ANMF has adopted all five of the recommendations from research report titled You can’t swim well if there is a weight dragging you down: family violence against Australian nurses, midwives and carers.

These include the advocacy role ANMF can have in raising awareness of nurses’ midwives and carers’ survivor stories, adopting a trauma-informed approach, develop accessible family violence information, continuing our work to reduce and prevent workplace aggression and violence and the promotion of first-line training.

The health and wellbeing of our members and our healthcare workforce is critical, and this research comes at a time when many nurses, midwives and personal care workers are already experiencing pandemic exhaustion and burn out.

There is much work to do and that work is underway.

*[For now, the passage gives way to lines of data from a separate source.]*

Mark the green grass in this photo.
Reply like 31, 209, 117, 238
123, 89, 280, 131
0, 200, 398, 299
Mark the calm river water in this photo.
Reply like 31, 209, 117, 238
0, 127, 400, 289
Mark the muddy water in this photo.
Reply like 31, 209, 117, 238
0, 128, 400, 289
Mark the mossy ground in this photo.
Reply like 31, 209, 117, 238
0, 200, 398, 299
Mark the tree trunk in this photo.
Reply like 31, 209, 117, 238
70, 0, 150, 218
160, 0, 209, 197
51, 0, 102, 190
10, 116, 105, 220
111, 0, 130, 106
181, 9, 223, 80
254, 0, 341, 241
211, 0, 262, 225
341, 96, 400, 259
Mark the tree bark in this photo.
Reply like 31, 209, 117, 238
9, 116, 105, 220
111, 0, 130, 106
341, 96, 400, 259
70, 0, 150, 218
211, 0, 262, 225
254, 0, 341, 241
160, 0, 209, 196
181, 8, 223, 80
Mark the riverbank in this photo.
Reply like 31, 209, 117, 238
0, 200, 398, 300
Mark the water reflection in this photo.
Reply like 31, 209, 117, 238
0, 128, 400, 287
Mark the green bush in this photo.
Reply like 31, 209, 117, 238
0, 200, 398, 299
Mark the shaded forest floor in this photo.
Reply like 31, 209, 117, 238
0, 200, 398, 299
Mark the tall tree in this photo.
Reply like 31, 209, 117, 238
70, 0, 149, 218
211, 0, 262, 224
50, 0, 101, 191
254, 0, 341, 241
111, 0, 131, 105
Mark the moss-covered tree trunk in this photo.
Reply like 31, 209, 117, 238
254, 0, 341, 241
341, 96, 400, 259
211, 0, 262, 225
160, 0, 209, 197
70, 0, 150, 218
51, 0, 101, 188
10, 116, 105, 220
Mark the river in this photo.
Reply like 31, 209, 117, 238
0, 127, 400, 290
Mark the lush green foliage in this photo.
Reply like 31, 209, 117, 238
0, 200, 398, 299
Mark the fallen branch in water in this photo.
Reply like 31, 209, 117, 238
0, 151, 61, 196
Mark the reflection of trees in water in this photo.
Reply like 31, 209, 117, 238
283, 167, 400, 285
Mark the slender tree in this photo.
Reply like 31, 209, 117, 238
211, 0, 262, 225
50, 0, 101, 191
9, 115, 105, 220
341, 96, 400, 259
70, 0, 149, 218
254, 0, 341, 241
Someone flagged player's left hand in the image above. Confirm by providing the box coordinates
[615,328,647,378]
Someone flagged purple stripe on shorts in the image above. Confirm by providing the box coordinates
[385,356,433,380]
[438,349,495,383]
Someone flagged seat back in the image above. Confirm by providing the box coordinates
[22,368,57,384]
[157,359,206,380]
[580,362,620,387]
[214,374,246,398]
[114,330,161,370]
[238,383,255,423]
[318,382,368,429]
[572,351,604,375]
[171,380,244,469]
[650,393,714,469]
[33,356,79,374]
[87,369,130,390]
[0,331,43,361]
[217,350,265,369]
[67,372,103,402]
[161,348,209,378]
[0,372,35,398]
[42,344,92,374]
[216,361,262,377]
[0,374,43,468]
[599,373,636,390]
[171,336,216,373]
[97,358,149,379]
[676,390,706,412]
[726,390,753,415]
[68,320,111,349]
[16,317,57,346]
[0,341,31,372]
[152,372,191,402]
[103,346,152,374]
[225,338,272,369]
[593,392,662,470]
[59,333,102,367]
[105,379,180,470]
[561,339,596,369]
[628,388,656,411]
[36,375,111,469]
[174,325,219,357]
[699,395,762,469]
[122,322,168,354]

Many ANMF staff have already undertaken first-line training.

We have launched our new ‘Safe Haven’ website to provide information about support and legal services and family violence leave to all Victorian nurses, midwives and carers and to help their colleagues and managers navigate how to provide appropriate support.

The ‘Safe Haven’ website also provides information for nurses, midwives and carers concerned about their own behaviour. This is because the survey findings also showed that since the age of 16 years, 11.7% of men and 1.7% of women had behaved in a way that had made a partner or ex-partner feel afraid of them.

We are bringing this difficult issue out of the shadows and into the open. We want Victorian nurses, midwives and carers, who have or are still experiencing family violence, to know you are not alone and there is no shame in disclosure and asking for support when you are ready.

* University of Melbourne researchers said the findings in relation to men were significant and require further investigation. The prevalence of intimate partner violence reported by men respondents was disproportionately high compared with the national community prevalence rates, although consistent with two previous 12-month studies of male nurses. Several factors may have contributed to this finding, including a higher proportion of men than women in a same sex relationship and more men than women reporting a history of child abuse which was associated with higher odds of reporting adult intimate partner violence. The male intimate partner violence prevalence data had relative standard errors of up to 12%, so these results require a greater degree of interpretive caution.